By Cory Smith
Washington and Lee University undergraduates have classes on Martin Luther King, Jr., day, unlike most students in the country.
The undergraduate faculty, however, voted Monday to change its calendar by canceling undergraduate classes on MLK day starting in January 2016. The university’s law school currently observes MLK day as a holiday.
The school will still hold classes on the holiday next January.
The change comes partly in response to criticism last spring from a group of W&L law students who demanded that the entire university cancel classes on MLK Day and remove the Confederate flags from where they were displayed in Lee Chapel.

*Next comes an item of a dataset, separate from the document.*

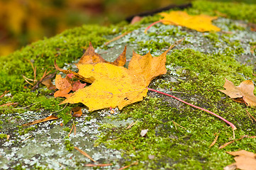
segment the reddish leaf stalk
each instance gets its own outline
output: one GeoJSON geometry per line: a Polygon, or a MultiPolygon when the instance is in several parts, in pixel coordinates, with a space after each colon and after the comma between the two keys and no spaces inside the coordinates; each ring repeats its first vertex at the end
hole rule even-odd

The law students sent the University’s Board of Trustees a letter demanding the school make such changes to help support minorities at W&L. They said in the letter the University was unwelcoming to minorities, citing the university’s antebellum ownership of slaves and the prominent place of Robert E. Lee in the campus culture.
President Ken Ruscio announced in July that W&L would remove Confederate flags from inside Lee Chapel. He also said in his response to the students that he was personally opposed to the idea of cancelling classes on Martin Luther King, Jr., day. He cited lectures, panels, performances and other events of the week honoring King and teaching about his legacy.
The decision, however, was put to the undergraduate faculty. University policy gives the faculty the authority to decide on changes regarding the academic calendar.